A Toronto computer technician who admitted strangling his 8-year-old daughter to death has been found guilty of second-degree murder.

An Ontario Superior Court jury took about five hours Thursday to convict Rick Wilde, 39, rejecting the defence theory that he was not criminally responsible for his actions on Oct. 18, 2007.

“Yes, yes, yes,” gasped sobbing supporters of Wilde’s ex-wife Karen, after the jury foreman announced the verdict. Wilde stared straight ahead and didn’t react.

Wilde admitted he choked Megan with his hands then tied her bathrobe belt tightly around her neck after tucking her into bed in the family’s home near Don Mills Rd. and Steeles Ave.

About an hour later, the husky, tall, red-haired man drove himself to a police station and confessed. Police, firefighters and paramedics raced to the three-storey townhouse and knocked on the door. Karen answered, unaware of what happened. An autopsy concluded Megan, who attended Cliffwood Public School, died of ligature strangulation.

Wilde had been alone with his two children, including an older daughter Mariah, then 10, while Karen ran a weekly outreach program for mothers at the Don Valley Bible Chapel. Mariah was unharmed and heard nothing unusual coming from her sister’s room that night.

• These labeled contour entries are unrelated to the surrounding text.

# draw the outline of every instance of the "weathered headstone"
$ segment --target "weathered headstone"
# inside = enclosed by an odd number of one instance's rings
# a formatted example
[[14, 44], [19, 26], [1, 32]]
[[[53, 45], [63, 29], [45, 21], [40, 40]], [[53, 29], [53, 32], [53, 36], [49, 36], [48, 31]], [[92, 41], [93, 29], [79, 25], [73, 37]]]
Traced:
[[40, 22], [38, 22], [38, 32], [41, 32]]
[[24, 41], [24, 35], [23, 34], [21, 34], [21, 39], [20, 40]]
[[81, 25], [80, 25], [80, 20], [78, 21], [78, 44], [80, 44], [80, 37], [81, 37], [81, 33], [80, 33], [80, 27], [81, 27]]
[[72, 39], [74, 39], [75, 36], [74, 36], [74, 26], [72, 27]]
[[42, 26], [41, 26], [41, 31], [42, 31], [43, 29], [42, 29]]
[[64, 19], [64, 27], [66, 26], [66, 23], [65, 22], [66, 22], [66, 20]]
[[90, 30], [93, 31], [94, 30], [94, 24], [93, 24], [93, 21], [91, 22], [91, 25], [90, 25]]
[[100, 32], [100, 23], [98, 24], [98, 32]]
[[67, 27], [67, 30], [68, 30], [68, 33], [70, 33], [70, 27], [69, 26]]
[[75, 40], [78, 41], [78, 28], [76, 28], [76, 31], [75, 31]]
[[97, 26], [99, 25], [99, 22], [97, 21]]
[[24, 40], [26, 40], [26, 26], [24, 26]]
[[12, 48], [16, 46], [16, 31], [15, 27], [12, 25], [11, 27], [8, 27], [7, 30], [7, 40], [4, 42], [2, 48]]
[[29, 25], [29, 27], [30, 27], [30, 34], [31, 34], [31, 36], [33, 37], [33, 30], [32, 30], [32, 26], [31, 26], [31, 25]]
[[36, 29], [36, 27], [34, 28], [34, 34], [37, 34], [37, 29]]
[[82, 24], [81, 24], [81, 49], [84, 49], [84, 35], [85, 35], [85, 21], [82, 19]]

Last week, Wilde testified he choked Megan because at the time it felt like “the right thing to do,” and said it felt like a “natural event” akin to washing dirty dishes. Church members were shocked following the arrest of Wilde, who had no criminal record or any history with police.

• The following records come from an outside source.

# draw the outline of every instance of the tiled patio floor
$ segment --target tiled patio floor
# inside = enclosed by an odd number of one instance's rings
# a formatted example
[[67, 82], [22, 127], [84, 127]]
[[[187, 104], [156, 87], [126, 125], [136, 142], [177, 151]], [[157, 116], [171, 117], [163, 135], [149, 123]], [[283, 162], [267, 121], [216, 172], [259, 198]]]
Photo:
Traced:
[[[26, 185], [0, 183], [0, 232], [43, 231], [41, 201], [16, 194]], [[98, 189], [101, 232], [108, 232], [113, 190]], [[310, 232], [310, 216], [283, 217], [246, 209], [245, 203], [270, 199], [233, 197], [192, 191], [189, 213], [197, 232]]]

He told court he has experienced auditory and visual hallucinations for the past 20 years and in 2002 attempted suicide and was hospitalized. He also described erratic use of prescription drugs, including an antidepressant.

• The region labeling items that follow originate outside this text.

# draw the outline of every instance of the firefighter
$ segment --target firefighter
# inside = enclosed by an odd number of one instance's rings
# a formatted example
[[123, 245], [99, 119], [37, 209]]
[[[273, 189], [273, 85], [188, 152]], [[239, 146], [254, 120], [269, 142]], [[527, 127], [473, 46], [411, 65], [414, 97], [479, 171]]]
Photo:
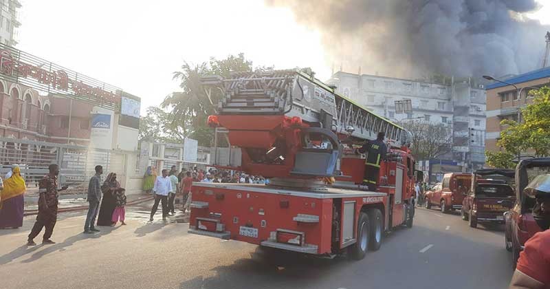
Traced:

A defence psychiatrist, Dr. John Paul Fedoroff, concluded Wilde likely suffers from schizophrenia or some sort of psychosis that left him unable to appreciate the nature and consequences of his actions.

But a psychiatrist testifying for the Crown said there is no evidence Wilde was suffering a major mental illness.

Despite “self-reporting” hallucinations, nobody close to him, including his wife, ever noticed Wilde experiencing any psychotic symptoms, Dr. Scott Woodside told the jury on Monday.

“In my opinion, that’s not consistent with a person suffering a major mental illness like schizophrenia,” he said.

Defence lawyer Christopher Avery said he was disappointed with the verdict and believes Fedoroff provided “the only reasonable explanation for what happened that night.”

He said it is unfortunate Wilde is now headed to prison instead of receiving mental health treatment.

“A life sentence instead of mental treatment is what the system provided.”

Justice Gary Trotter said he was imposing the automatic life sentence but will not decide parole eligibility until after a hearing later this fall. Parole eligibility for second-degree murder is between 10 and 25 years.